Given its ‘baby EOS 7D’ credentials, the 18-million-pixel, video-enabled Canon EOS 550D could be the perfect choice for the enthusiast on a budget. We put it to the test
According to Canon’s Mike Owen, the 22.3×14.9mm (APS-C-sized) CMOS sensor inside the EOS 550D has a lot in common with the unit inside the EOS 7D, but they are not the same devices. The effective pixel count of 18 million, for example, is the same, and unusually for an entry-level DSLR, the micro lenses are also gapless. This is significant as more of the light that exits the mounted optic is directed onto the EOS 550D’s photoreceptors, and this helps to minimise the level of noise as the receptors’ signal needs less magnification.
However, a notable difference between the two cameras’ sensors is that the unit in the EOS 550D only has four read-out channels rather than eight. The smaller number of read-out channels, and the single, rather than dual, Digic 4 processor mean that the EOS 550D has a maximum continuous shooting speed of 3.7fps rather than the 8fps of the EOS 7D. Although a rate of 3.7fps is very respectable for an entry-level camera, keen sports photographers may look enviously at EOS 7D users shooting away at the faster rate – at least until they come to editing the inevitably larger number of images. Canon claims a maximum burst depth of 34 high-quality JPEG images or six raw files, but with a SanDisk Extreme III SDHC installed I was able to shoot 300 high-quality JPEGs or seven raw files in a single burst, so it’s worth investing in a faster card if you want to shoot long continuous sequences.
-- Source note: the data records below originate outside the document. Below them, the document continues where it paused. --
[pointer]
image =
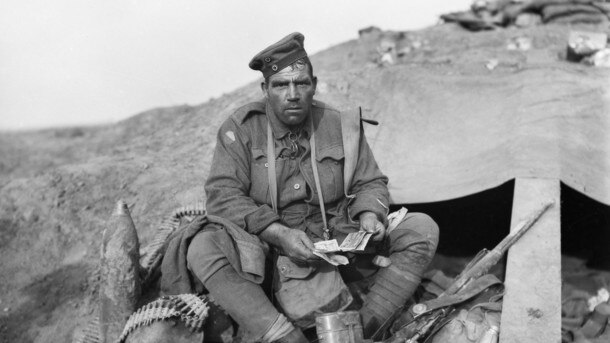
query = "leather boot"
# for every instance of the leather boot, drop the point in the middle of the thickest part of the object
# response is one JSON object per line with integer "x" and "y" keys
{"x": 294, "y": 336}
{"x": 412, "y": 246}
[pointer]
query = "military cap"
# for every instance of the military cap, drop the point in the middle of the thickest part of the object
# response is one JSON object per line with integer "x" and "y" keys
{"x": 279, "y": 55}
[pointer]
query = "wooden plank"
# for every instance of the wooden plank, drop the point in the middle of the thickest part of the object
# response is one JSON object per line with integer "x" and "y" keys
{"x": 532, "y": 303}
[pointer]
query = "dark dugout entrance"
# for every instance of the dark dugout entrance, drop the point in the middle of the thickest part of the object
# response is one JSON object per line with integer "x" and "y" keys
{"x": 481, "y": 220}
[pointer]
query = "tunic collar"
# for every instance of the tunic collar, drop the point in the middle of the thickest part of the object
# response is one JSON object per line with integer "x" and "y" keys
{"x": 280, "y": 130}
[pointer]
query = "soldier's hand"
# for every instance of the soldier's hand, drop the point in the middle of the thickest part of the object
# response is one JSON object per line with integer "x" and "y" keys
{"x": 293, "y": 243}
{"x": 370, "y": 223}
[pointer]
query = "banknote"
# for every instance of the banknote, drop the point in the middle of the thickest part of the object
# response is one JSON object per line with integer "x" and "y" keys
{"x": 334, "y": 259}
{"x": 327, "y": 246}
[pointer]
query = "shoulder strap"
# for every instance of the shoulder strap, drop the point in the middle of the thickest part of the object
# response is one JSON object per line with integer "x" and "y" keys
{"x": 271, "y": 173}
{"x": 350, "y": 131}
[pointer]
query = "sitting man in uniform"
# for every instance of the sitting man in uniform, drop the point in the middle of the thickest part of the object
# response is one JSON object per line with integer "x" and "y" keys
{"x": 277, "y": 183}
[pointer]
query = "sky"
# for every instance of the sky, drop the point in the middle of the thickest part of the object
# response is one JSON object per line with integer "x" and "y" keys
{"x": 82, "y": 62}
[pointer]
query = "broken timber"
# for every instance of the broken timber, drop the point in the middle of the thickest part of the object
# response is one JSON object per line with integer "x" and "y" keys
{"x": 532, "y": 302}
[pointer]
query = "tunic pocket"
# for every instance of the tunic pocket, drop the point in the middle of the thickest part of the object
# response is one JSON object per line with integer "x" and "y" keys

Although a compatible external flashgun, such as the Speedlite 580 EX II, can be controlled via the camera’s menu, the EOS 550D relies on such units (or the Canon ST-E2 Speedlite Transmitter) for providing wireless control over other flashguns. Unlike the EOS 7D, the EOS 550D doesn’t have wireless flash control built in. Another difference between the EOS 7D and the EOS 550D is that the EOS 550D accepts SD, SDHC and SDXC media rather than CF cards. Given that there are now 64GB SDXC cards available, this isn’t a major drawback and it enables the camera to be smaller. In addition, the EOS 550D is the first Canon DSLR to allow control over an Eye-Fi card via the camera menu. This type of feature is more likely to appeal to professionals working in a studio than to enthusiasts, but some may find a use for it.
The EOS 550D is also the first Canon DSLR to have an LCD screen that breaks the one-million-dot barrier. I will discuss this in more depth later, but the image on the 3in LCD screen is made up of 1,040,000 dots. The screen also has a 3:2 ratio, so more of it is dedicated to displaying images and there are no blacked-out areas. The screen displays 100% of the scene in Live View mode, and both contrast and phase-detection autofocus are possible (in addition to manual focus) when images are composed using this technology.
By and large the EOS 550D’s specification meets most of the requirements of the average enthusiast photographer. In addition to the slower continuous shooting rate, however, keen sports photographers who are trying to choose between the EOS 550D and the EOS 7D may be disappointed to learn that the EOS 550D has the same nine-point AF system as the EOS 500D, rather than the 19-point module of the EOS 7D. While this means that the speed of the continuous AF response cannot be tailored to suit the subject, this is unlikely to be a concern for those photographers for whom nine points are more than enough.